School’s out soon, and for many high schoolers and college students in the Land of Enchantment, that means it’s time to start looking for summer work.
Unfortunately, as the Legislative Finance Committee recently noted, in February, “for New Mexico job seekers 16 years to 19 years old, 21.2 percent were unemployed, and for those 20 years to 24 years old, 10.4 percent were unemployed.” The rates were “far higher than the national averages of 14.4 percent and 6.8 percent, respectively.” Youth joblessness in New Mexico is “disproportionately greater than total unemployment compared with the rest of the country.”
The LFC observed that when it comes to matching young adults with employers, labor bureaucrats are remarkably inept at their job. “During the previous two fiscal years, local workforce boards served 770 youth and 856 youth, respectively, and are on track to serve in the low 800s in the current fiscal year, far below the target of 1,400.”

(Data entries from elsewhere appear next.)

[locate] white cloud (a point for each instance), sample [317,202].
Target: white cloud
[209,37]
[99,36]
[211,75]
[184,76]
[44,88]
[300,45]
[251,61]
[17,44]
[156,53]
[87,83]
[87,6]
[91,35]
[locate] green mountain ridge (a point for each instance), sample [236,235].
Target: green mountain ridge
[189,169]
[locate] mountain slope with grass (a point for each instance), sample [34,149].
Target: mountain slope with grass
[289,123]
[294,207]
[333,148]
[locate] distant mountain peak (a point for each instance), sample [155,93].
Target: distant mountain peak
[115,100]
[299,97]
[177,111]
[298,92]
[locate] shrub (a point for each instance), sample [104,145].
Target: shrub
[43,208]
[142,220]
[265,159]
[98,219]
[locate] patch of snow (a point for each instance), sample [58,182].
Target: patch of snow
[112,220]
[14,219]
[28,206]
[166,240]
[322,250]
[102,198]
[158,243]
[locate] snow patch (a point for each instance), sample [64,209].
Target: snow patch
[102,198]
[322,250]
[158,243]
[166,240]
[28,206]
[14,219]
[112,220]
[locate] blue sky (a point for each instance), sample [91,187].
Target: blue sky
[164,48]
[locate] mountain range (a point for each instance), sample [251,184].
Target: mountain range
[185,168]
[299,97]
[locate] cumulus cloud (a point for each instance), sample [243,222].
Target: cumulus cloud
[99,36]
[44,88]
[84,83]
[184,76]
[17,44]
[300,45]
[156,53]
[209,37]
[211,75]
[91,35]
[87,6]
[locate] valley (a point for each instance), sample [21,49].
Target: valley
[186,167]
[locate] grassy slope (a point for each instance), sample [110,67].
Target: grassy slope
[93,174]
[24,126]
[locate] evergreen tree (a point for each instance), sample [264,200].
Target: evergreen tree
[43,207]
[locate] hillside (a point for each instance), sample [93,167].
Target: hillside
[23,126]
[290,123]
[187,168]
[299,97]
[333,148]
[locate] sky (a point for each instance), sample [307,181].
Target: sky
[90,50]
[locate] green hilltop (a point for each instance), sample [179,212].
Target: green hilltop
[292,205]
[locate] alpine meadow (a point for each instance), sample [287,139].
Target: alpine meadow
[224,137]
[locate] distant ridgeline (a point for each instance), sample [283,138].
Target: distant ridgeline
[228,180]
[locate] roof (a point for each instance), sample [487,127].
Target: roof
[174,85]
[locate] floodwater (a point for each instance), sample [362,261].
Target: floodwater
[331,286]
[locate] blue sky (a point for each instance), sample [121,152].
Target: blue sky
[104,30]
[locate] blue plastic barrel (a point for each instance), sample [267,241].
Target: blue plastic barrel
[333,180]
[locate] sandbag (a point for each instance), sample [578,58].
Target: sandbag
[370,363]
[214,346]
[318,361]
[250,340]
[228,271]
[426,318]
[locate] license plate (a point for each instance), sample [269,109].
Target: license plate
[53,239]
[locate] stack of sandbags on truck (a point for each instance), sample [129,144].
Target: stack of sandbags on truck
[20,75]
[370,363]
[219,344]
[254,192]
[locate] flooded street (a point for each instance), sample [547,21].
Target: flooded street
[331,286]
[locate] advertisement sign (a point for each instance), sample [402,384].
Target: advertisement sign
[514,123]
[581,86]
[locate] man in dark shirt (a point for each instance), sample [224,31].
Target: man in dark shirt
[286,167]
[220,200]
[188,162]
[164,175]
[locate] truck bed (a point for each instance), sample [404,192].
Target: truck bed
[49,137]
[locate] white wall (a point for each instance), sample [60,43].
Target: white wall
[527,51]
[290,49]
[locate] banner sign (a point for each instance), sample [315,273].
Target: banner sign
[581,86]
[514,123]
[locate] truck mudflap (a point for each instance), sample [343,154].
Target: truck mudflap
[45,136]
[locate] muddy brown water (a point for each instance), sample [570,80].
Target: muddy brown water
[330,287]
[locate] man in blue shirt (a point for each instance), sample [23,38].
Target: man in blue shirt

Unsurprisingly, the LFC recommended that the state “start to focus more resources towards employing youth and building a step-up system so that once youth attain employment they do not quickly become unemployed.”
Or the state could study Econ 101.
Cowed by the pols who look to it to provide data to confirm their policy preferences, the LFC didn’t mention the role minimum-wage mandates play in driving youth joblessness. According to the Mercatus Center’s Jack Salmon: “Several empirical studies have been conducted over the course of more than two decades, with all evidence pointing toward negative effects of minimum wage rises on employment levels among the young and unskilled.”
Immediate impacts are significant. But artifically inflating pay beyond market levels has consequences years — if not decades — down the road. Tim Worstall, of the Adam Smith Institute, explained that by “making it harder for low-skilled workers to obtain an entry-level position, the minimum wage may perversely hinder the development of human capital and harm the longterm career prospects of the very people it ostensibly helps.”
The chart below depicts New Mexico’s minimum wages by jurisdiction.
No, minimum-wage mandates aren’t the sole cause of youth unemployment in New Mexico.
But they’re a major contributor, and the LFC is committing dereliction of duty by ignoring economist Mark J. Perry‘s wisdom:
The most disadvantaged Americans don’t need the alleged compassion of minimum wage advocates as much as they need entry-level jobs. And to maximize entry-level jobs, economic science tells us that we should allow market forces, not government bureaucrats and politicians, to determine wages in the labor market.